Every Friday, Spence runs a mentoring program with students from the Cumming School of Medicine at the University of Calgary.
She said that especially during COVID-19 the students need someone there to support them.
"I always see life as a gift. It's not a given," she said.
Waubageshig (Harvey Andrew McCue) of Georgina Island First Nation in Ontario was appointed as a member for his contributions to the health and well-being of Indigenous youth in Canada and for his leadership in education.
"I'm thrilled to the moon and it came as a real shock and surprise. I'm quite honoured," he said.

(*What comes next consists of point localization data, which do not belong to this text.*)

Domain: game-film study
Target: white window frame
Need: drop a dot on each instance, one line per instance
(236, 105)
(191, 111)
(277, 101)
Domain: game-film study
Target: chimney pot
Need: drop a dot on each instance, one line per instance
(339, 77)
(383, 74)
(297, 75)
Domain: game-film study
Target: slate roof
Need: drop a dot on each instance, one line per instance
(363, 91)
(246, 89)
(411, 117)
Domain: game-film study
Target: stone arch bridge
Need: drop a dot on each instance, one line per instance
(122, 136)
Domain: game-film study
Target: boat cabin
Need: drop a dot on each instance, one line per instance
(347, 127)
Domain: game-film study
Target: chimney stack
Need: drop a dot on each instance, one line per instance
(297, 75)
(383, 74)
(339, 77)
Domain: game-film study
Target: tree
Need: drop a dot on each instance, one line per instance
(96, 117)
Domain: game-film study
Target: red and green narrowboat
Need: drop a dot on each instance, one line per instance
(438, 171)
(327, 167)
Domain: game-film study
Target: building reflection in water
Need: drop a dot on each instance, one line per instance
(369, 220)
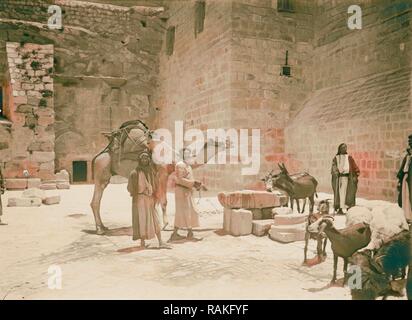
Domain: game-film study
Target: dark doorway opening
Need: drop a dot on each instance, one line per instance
(79, 171)
(1, 103)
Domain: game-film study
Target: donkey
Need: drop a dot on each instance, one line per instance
(298, 186)
(269, 185)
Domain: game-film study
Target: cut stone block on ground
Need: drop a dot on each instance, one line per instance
(33, 183)
(288, 219)
(62, 185)
(282, 210)
(286, 237)
(227, 215)
(16, 184)
(24, 202)
(52, 200)
(261, 227)
(251, 199)
(48, 186)
(34, 193)
(241, 222)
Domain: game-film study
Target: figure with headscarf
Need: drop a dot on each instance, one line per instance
(2, 188)
(142, 186)
(345, 175)
(405, 182)
(186, 215)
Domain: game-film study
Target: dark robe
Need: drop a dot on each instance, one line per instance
(400, 177)
(145, 220)
(352, 188)
(1, 191)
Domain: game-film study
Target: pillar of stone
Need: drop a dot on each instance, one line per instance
(30, 109)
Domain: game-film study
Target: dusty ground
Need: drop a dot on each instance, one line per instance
(111, 266)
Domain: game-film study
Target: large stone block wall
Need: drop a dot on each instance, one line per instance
(261, 97)
(29, 107)
(362, 96)
(105, 67)
(195, 80)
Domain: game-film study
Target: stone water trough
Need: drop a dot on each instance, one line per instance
(261, 213)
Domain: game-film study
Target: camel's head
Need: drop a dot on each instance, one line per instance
(320, 225)
(269, 181)
(324, 206)
(374, 281)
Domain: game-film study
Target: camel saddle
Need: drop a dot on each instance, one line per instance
(129, 141)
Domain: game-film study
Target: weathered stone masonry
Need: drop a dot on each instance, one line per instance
(105, 72)
(110, 65)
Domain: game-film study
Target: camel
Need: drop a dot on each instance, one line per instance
(119, 157)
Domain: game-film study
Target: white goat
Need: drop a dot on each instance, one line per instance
(384, 221)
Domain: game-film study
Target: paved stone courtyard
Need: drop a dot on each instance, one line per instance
(112, 267)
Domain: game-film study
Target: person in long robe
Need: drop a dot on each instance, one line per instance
(405, 182)
(345, 175)
(186, 215)
(2, 188)
(141, 186)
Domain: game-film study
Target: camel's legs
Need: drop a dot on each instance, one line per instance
(102, 178)
(311, 203)
(165, 219)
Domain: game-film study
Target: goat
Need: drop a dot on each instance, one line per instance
(323, 209)
(297, 186)
(344, 242)
(270, 186)
(379, 272)
(385, 222)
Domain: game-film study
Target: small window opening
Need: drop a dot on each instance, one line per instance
(200, 14)
(1, 103)
(285, 6)
(170, 40)
(79, 171)
(286, 68)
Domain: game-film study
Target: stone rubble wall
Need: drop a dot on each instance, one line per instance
(30, 110)
(106, 65)
(361, 96)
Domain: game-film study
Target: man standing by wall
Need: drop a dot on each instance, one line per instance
(186, 215)
(2, 188)
(345, 174)
(142, 186)
(405, 182)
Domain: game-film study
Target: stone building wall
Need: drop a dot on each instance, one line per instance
(261, 97)
(29, 107)
(195, 79)
(361, 96)
(105, 67)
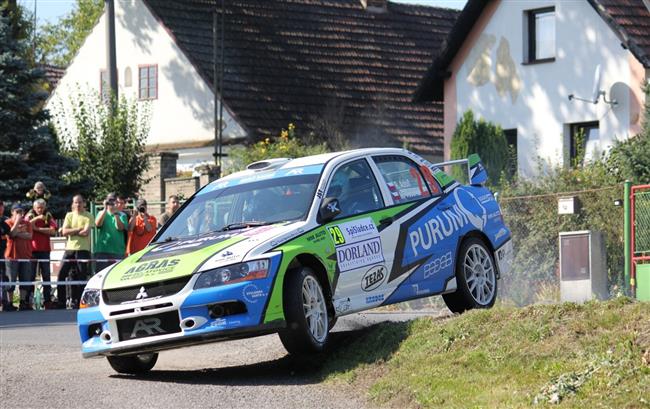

Growing up in the 1950s and 1960s, he said he noticed there weren't many programs in schools for Indigenous kids.
"There certainly wasn't any academic content and that's weighed on me quite heavily after I completed my education."
He helped found and develop the Native Studies Department at Trent University in 1969 and taught there for 14 years.
Two years ago he and a small team created a 24-module curriculum on suicide prevention for First Nations youth, which has been brought into a number of First Nations school in Canada and the United States.
This year he created a kindergarten to Grade 12 history curriculum for the Long Lake 58 community, located 250 kilometres northeast of Thunder Bay, Ont.
"That curriculum will help the young people at Long Lake really strengthen their understanding of who they are, where their roots are, how their community came to be, and their connection to their Anishinaabe history and culture," he said.
"These activities and projects have been very fulfilling for me and their objective is to work to increase the health of very young people and contribute to their further self knowledge."
Chief Darcy Bear
Chief Darcy Bear of the Whitecap Dakota First Nation near Saskatoon was appointed as a member for his leadership of the First Nation, and for creating economic and social development opportunities for his community.